Previous research has stated that a high NLR predicts mortality in cardiac and vascular surgeries.16, 17 It has also been reported that a high NLR is associated with increased morbidity and mortality in the context of sepsis.18 In one study, it was stated that high preoperative NLR is associated with increased postoperative morbidity, prolonged intensive care unit stay, and a longer hospital stay.17 A high NLR has been shown to be associated with increased tumor necrosis factor alpha and some interleukins [interleukin (IL)-6, IL-7, IL-8, IL-12, IL-17].19, 20 Studies have reported that these inflammatory mediators are associated with recurrent ischemic events and poor outcomes in at-risk patients, such as patients with serious heart disease.21, 22 In a study on the Kailuan community in Tangshan, China, Jin et al.23 revealed that the SII and SIRI are associated with the risk of cardiovascular diseases and death from any cause.
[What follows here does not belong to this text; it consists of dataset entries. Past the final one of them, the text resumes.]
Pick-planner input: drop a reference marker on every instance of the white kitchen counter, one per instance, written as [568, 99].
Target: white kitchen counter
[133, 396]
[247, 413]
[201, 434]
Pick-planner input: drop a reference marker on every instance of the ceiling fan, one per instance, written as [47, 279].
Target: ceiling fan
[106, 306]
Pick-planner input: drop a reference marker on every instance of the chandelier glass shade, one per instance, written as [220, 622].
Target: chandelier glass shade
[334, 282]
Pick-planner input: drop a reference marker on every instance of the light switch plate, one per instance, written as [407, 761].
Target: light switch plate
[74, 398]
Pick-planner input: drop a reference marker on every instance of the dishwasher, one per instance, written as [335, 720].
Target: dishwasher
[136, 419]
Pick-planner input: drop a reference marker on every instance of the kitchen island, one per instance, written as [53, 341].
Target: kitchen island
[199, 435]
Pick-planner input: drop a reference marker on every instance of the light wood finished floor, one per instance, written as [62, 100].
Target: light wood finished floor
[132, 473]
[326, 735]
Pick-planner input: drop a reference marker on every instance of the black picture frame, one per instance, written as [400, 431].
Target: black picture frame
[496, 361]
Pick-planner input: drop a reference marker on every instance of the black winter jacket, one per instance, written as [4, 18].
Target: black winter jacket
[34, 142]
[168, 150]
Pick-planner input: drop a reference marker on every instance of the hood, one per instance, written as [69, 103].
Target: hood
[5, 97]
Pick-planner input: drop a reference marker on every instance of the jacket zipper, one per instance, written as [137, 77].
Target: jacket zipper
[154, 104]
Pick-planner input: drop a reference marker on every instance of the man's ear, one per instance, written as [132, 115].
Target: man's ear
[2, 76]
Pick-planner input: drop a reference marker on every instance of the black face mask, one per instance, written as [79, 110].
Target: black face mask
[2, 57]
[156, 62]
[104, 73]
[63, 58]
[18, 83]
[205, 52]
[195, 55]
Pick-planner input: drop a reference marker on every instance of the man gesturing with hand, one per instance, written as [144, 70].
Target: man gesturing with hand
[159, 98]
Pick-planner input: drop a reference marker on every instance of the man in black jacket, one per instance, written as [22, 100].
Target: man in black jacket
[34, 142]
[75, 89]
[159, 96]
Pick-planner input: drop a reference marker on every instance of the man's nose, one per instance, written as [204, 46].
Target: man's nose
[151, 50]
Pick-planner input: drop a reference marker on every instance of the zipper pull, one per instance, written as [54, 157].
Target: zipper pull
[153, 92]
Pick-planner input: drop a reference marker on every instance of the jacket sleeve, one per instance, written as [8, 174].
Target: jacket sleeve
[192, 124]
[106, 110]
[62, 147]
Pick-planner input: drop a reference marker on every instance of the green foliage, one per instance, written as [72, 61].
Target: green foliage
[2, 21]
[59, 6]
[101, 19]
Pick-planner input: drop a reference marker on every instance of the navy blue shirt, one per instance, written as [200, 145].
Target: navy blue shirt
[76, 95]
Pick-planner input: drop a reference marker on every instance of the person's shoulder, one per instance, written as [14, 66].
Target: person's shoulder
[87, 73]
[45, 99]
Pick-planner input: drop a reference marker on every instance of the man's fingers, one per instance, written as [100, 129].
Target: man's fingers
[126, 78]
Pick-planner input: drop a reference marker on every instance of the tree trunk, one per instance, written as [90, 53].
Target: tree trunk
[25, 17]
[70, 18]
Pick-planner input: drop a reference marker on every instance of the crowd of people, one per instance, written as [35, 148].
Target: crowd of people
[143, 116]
Similarly, in a study conducted in a general population, including many ethnicities, Xia et al.12 showed that cardiovascular and all-cause mortality risks were associated with high SII and SIRI levels.12 Lu et al.1 reported that the SII, NLR, and monocyte to lymphocyte ratio were associated with postoperative cognitive decline, a condition that increases the length of the hospital stay and perioperative mortality, as well as cost.24, 25 In the present study, total hospital stay and intensive care unit admission were independent risk factors predicting increased SII and SIRI scores. However, while the outcome (discharge/death) was an independent risk factor predicting the SII, there was no such relationship between the SIRI and outcome (discharge/death). In binary logistic regression analysis, independent risk factors predicting the outcome (discharge/death) were the ASA score, congestive heart failure, neoplasm, chronic kidney disease, and chronic lung disease.
Study Limitations
The limitation of the present study is that it is retrospective, and all patients were from a single center. Inflammation biomarkers were obtained from laboratory tests performed during preoperative anesthesia preparation in the anesthesia outpatient clinic. The study also raises some questions that need to be answered regarding whether changes in systemic inflammation are an effect or a cause of chronic disease, the study could not itself answer them. A prospective study covering a larger general population and dynamically monitoring inflammation biomarkers at different perioperative times may provide more information on this topic.
Conclusion
In conclusion, the findings of the study showed that there were relationships between the SII, SIRI, NLR, and PLR on the one hand and increases in patients’ ASA scores on the other. In addition, some demographic characteristics of the patient, comorbidities, and the postoperative course were independent risk factors predicting increased SII and SIRI levels. These inflammatory values can be calculated simply and easily from the hemogram test, which is frequently studied in pre-anesthetic evaluation. These parameters, which can reflect a patient’s current condition and provide important information about the clinical course of the patient perioperatively, can play a helpful role in preoperative risk estimation and the development of a management plan. However, we believe that this should be confirmed prospectively by covering a wider general population and by dynamically monitoring inflammation biomarkers at different times perioperatively.